We have been increasingly involved in the experimental study of different mechanisms of male reproductive senescence and their influence on sexual selection and sexual conflict processes.
We are interested in the social evolution of reproductive strategies and study the evolution of cooperation, punishment, spite and altruism among reproducing individuals and among their gametes. For example, we explore the conditions under which males form reproductive coalitions, and under which spermatozoa sacrifice themselves to help other fellow sperm (Pizzari).
Phenotypic plasticity of sexual strategies
We study the mechanisms through which the socio-sexual context of copulation modulates patterns of male ejaculate expenditure, and how social and physical environments influence variation in paternity in promiscuous populations (Collet). In particular, we are interested in the decision-making underlying strategies of male sperm allocation, and in individual variation in such strategies. For example, we study the way social status and behavioural syndromes interact to modulate the risk-sensitivity of individual responses.

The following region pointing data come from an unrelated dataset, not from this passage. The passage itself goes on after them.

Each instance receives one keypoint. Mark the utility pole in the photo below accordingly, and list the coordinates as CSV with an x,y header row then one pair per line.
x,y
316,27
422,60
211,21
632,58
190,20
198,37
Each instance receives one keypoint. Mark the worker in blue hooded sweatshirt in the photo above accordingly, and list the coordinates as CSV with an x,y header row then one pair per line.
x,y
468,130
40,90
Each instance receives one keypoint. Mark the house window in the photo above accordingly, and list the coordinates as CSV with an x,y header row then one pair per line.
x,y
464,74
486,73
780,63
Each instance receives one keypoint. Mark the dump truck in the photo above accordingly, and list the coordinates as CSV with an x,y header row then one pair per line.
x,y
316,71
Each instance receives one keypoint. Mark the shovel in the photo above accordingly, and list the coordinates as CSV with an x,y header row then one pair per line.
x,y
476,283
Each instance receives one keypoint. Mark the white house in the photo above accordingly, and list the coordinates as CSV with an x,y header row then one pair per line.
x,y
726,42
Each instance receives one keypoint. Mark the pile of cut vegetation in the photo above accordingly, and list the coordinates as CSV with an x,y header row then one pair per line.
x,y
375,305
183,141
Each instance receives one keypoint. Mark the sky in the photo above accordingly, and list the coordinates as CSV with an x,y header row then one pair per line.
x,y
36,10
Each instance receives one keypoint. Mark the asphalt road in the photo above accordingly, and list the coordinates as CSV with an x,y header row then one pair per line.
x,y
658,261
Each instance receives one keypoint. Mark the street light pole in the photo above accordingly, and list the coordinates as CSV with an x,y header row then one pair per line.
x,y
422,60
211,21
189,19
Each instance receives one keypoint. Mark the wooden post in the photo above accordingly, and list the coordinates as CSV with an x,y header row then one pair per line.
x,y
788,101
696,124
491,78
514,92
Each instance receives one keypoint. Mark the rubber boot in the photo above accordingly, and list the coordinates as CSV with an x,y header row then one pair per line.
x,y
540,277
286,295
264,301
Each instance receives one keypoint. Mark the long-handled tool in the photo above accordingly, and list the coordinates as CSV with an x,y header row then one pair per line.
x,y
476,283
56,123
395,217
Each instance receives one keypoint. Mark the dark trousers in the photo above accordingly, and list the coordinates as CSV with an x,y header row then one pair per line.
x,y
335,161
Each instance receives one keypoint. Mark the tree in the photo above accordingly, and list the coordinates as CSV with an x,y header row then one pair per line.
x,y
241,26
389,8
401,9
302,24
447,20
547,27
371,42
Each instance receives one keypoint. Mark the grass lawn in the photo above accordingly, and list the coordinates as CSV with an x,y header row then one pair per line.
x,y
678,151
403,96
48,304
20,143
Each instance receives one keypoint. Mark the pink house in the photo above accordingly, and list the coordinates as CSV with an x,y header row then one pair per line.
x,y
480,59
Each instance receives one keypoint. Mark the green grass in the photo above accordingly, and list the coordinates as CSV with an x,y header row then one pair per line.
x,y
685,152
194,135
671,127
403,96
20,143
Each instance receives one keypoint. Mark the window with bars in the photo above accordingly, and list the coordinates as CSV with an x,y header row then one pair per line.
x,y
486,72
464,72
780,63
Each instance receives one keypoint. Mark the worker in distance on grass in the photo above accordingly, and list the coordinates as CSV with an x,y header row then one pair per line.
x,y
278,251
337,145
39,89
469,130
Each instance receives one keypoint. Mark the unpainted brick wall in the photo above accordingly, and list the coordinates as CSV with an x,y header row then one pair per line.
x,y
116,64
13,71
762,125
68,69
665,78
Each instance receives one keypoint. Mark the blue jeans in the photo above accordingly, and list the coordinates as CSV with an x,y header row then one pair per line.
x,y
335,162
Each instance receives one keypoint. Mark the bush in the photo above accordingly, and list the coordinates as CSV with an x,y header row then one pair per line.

We study the mechanisms of sexual conflict. Recent work in fruitflies indicates that male seminal fluid products may represent prime candidates for sexually antagonistic traits, increasing the fertilising efficiency of an ejaculate but simultaneously imposing costs on females. We use in vitro and in vivo assays to investigate the evolutionary role of seminal fluid components in sperm competition and male manipulation of female reproductive responses in vertebrates.
(5) Genetic compatibility
We are interested in the role of genetic compatibility in mechanisms of partner choice and reproductive investment. To this end we seek to establish pre- and post-insemination mechanisms through which individuals avoid inbreeding (Løvlie, Uller), and, independently of genetic relatedness, favour partners with compatible Major Histocompatibility Complex (MHC) haplotypes.
We are interested in plasticity in female strategies, from mating to reproductive allocation, and its evolutionary consequences. For example, we study the consequences of prolonged sperm storage on the strength and direction of sexual selection and how variation in male traits generates maternal effects on offspring phenotype via differential allocation (Uller).